We imagine that as the spokesperson for Children, Mariameno Kapa-Kingi has been showing a great deal of interest in the tragic case of “Baby Ru”.

The toddler, who was initially named Ruthless-Empire Souljah Reign Rhind Shephard Wall by his parents, suffered blunt forced trauma on the morning of October 22 when he was taken in an unresponsive state to Hutt Hospital, just days before his second birthday.

Six months after the baby’s death, Lower Hutt police are still investigating the case.

Point of Order could find no media report in which Mariameno Kapa-King has recorded her concerns about the case.

Her press statement on the court ruling on Waitangi Tribunal powers does makes plain her disdain for Karen Chhour:

“To do away with Section 7AA is to continue the Crown’s rotten agenda that harms our vulnerable Māori babies. It disgusts me that a Seymour-proclaimed mana wahine is proud of her actions to oppress our children.

“This decision socks it to the nation and Māori babies, with the governments idiopathic agenda to steal the right tamariki Māori have to be with whakapapa and the organisations duty to uphold Te Tiriti o Waitangi.”

This is a puzzling description of the government’s agenda.

“Idiopathic” denotes

“… a disease or condition the cause of which is not known or that arises spontaneously.”

The press statement proceeds:

This government is hellbent on overriding, creating laws and overturning evidence based and informed policy. The Minister has no evidence to back up the repeal of 7AA.

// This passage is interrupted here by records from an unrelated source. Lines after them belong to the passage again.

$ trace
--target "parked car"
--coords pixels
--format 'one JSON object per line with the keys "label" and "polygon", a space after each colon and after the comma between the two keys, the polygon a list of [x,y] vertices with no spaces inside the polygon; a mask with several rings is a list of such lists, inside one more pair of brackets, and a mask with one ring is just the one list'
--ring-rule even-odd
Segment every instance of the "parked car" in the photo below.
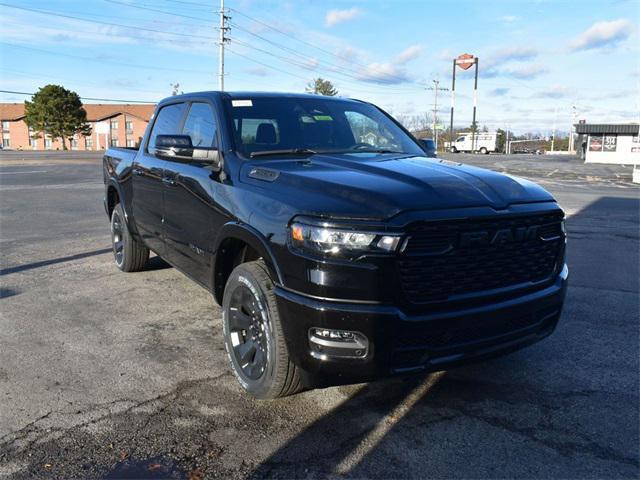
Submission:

But the government has a mandate to repeal it. The removal of Section 7AA was promised in the election campaign – and we all know which way the votes were cast.

Enough said.

Point of Order is a blog focused on politics and the economy run by veteran newspaper reporters Bob Edlin and Ian Templeton

1 comment:

Anonymous said...

Treaty lawyer Annette Sykes has confirmed the legal fight to summons the children’s minister will continue – she will be appealing the High Court’s Wednesday night ruling.

Well of course they will when it's the taxpayer paying. Be rude not to eh.